VON ULRIKE WINKELMANN

Rentenminister Franz Müntefering (SPD) will die Rente mit 67 nicht nur schneller einführen. Er wird auch das Gesetz dazu früher machen, als im Koalitionsvertrag steht. Münteferings Sprecher Stefan Giffeler erklärte gestern, noch in diesem Jahr werde das Gesetzgebungsverfahren auf den Weg gebracht.

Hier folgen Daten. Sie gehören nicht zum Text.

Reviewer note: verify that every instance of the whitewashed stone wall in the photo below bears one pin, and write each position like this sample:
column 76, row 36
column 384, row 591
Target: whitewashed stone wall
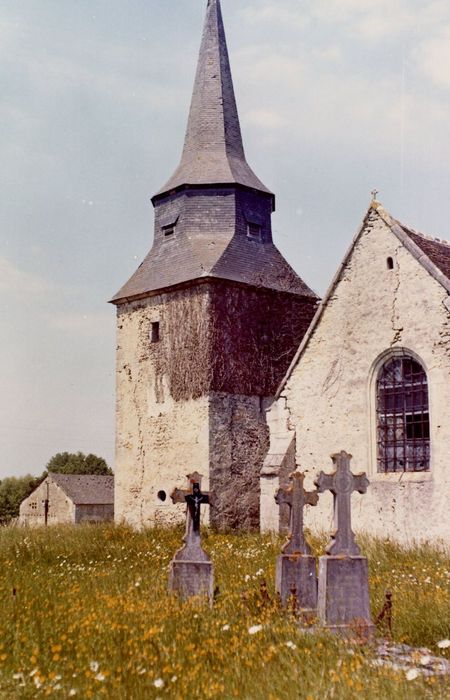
column 329, row 398
column 160, row 440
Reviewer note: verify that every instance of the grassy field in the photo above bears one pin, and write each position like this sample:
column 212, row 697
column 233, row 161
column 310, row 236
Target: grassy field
column 85, row 613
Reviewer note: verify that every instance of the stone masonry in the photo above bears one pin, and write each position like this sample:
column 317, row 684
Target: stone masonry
column 208, row 323
column 327, row 400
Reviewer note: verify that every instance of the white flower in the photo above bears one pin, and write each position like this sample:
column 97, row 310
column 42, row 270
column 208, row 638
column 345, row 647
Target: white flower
column 412, row 674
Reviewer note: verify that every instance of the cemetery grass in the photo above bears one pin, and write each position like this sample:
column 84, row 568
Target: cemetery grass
column 85, row 613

Im Koalitionsvertrag heißt es dazu: „Wir werden im Jahr 2007 die gesetzlichen Regelungen für eine 2012 beginnende Regelaltersgrenze auf 67 Jahre treffen. Sie soll […] schrittweise erfolgen und vollständig für den ersten Jahrgang bis spätestens 2035 abgeschlossen sein.“

Spätestens – dies ist nun Münteferings Wort. Denn mit seinem neuen Plan müssten nicht erst die Jahrgänge ab 1970 volle zwei Jahre länger arbeiten. Müntefering hat erklärt, die schrittweise Anhebung der Rentengrenze könnte auch in „18 oder 12 Jahren“ abgeschlossen und also 2029 oder 2023 beendet sein. Dann wären bereits die Jahrgänge 1964 oder gar 1958 mit dabei.

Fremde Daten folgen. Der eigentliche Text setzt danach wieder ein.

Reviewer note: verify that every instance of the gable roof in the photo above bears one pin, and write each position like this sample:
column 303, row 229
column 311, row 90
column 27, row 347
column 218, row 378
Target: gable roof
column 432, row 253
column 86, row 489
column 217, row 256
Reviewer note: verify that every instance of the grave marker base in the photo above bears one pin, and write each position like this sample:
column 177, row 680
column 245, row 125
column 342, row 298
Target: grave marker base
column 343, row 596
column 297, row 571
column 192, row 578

Diese besonders geburtenstarken Jahrgänge wären vom Vorziehen der Reform mehrfach betroffen. Denn sie gehören zur Generation, die von der Arbeitsmarktkrise voll erfasst ist, und längst nicht ausreichend privat vorsorgt. Nun soll sie auch noch länger arbeiten – oder Abschläge hinnehmen.

Für diese „Baby-Boomer“ wird es also darauf ankommen, wie sich in den kommenden zwei Jahrzehnten der Arbeitsmarkt für Ältere entwickelt. Gegenwärtig stehen die Chancen für Ältere besonders schlecht. Um nicht jahrelang von Arbeitslosengeld II (345 Euro im Monat) leben zu müssen, nehmen viele Arbeitslose eine Frührente mit Abschlägen von 3,6 Prozent pro Jahr in Kauf. Wer drei Jahre früher in Rente geht, bekommt also den Rest seines Lebens 10,8 Prozent weniger Rente. Da das Durchschnitts-Rentenniveau gesetzlich bis 2020 weiter sinken soll, dürften sich solche Rentner mit ihrer Abschlagsrente umso näher am ALG-II-Satz wiederfinden – wenn der nicht mitsinkt.

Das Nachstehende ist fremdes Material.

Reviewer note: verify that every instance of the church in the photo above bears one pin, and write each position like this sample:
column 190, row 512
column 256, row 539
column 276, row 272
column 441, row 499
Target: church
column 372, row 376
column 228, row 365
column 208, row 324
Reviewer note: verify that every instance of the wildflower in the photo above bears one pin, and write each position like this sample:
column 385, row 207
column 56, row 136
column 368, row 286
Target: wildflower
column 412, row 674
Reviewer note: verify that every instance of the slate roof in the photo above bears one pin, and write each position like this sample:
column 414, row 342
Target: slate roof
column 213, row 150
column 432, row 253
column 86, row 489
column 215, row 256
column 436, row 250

Die beschleunigte Rente mit 67 wird so den Trend zur Armutsrente noch verstärken. Rentenexperten rechnen längst damit, dass es bald wieder einen beträchtlichen Prozentsatz an Altersarmut geben wird. Gert Wagner, Forschungsdirektor beim Deutschen Institut für Wirtschaftsforschung (DIW) in Berlin, erklärt: „Vielleicht hilft ein Vergleich mit den USA.“ Dort, so Wagner, sei rund ein Drittel der Rentner durch private Vorsorge und Betriebsrenten sehr gut versorgt. Ein weiteres Drittel habe geringe Betriebsrenten und sei „hinnehmbar versorgt“. Das letzte Drittel habe nur Social Security und „ist in der Tat armutsgefährdet bzw. arm, da ab einem gewissen Lebensalter auch Nebentätigkeiten nicht mehr möglich sind“.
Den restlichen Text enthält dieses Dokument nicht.